Parents in Kirkland who divorce will likely co-parent their child together. If you are on good terms with your child’s other parent, it can be tempting to engage in chitchat about your daily life. Still, one study suggests that there are some topics that should be off-limits when co-parents communicate with one another.
Recent study examines co-parenting conversations
A study of 708 divorced parents explored how communication between parents following their divorce affects their children. The study suggests that if parents discussed the stressors of parenting with one another or discussed their post-divorce romantic life with one another, their child could potentially internalize this information to the detriment of the child’s behavior and mental health.
The study concluded that it may be healthier for parents to limit their conversations post-divorce to shared parenting issues.

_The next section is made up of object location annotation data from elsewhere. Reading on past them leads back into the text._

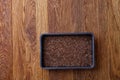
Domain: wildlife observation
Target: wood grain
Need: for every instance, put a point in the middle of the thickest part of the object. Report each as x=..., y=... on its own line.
x=6, y=48
x=23, y=21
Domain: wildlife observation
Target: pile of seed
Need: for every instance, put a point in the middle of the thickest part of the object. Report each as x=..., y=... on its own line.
x=67, y=51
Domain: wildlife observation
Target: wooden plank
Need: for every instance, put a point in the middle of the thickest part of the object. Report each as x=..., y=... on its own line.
x=114, y=40
x=25, y=52
x=41, y=27
x=6, y=40
x=95, y=20
x=59, y=20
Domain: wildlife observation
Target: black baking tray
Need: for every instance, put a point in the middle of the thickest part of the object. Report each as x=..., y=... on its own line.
x=66, y=34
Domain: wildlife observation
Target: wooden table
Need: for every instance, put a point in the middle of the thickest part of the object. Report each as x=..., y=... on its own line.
x=22, y=22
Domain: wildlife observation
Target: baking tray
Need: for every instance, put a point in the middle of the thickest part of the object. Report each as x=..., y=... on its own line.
x=66, y=34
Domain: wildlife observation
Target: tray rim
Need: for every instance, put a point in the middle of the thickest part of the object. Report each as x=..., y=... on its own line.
x=68, y=34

Healthy post-divorce communication between parents
Communication is certainly an important part of co-parenting. Parents who choose to co-parent will have to find a productive and positive way to do so without creating unnecessary conflict.
Some parents can have regular face-to-face conversations post-divorce, for example, during child custody drop-off and pick-up. Doing so can show children healthy means of relating to one another, even if you are no longer in a romantic relationship with that person.

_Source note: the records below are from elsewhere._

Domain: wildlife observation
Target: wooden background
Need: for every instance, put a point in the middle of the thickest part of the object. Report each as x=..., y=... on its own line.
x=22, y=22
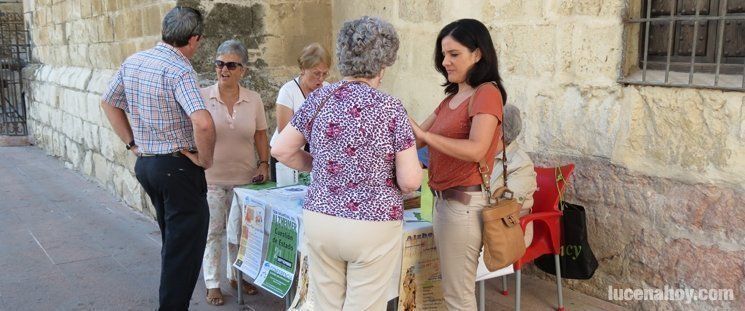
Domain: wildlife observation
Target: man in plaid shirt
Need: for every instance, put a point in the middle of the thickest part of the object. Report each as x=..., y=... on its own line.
x=169, y=121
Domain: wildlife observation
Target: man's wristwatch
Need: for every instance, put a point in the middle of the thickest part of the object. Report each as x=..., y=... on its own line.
x=131, y=145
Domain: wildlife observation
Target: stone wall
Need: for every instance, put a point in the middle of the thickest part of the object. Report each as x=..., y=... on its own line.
x=661, y=171
x=78, y=45
x=76, y=48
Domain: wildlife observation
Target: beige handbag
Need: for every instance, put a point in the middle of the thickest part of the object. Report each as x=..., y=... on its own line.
x=502, y=235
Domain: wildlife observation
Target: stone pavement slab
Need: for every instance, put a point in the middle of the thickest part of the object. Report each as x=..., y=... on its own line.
x=68, y=244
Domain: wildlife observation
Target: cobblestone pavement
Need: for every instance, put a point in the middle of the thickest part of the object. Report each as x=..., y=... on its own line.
x=68, y=244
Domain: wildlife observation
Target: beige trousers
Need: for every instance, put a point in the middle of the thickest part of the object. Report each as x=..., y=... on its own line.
x=457, y=229
x=219, y=199
x=350, y=262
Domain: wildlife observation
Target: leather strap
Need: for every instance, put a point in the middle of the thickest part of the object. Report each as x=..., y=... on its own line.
x=483, y=168
x=300, y=88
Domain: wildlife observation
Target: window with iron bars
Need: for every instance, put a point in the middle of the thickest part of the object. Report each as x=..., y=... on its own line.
x=686, y=43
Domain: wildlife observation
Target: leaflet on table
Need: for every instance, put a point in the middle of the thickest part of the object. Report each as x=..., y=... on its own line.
x=278, y=270
x=252, y=240
x=420, y=287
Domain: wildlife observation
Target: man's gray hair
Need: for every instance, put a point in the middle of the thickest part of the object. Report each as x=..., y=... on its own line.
x=180, y=24
x=513, y=123
x=233, y=46
x=364, y=46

Some parents still find, however, that it is difficult to have in-person conversations following their divorce. These parents may choose to communicate via text or email instead. These are also healthy ways to work together as co-parents.
When you divorce your spouse, you do not divorce your child. You and your child’s other parents will have to work together to co-parent. Doing so can help encourage a healthy relationship between you as a parent and your child as your child grows post-divorce.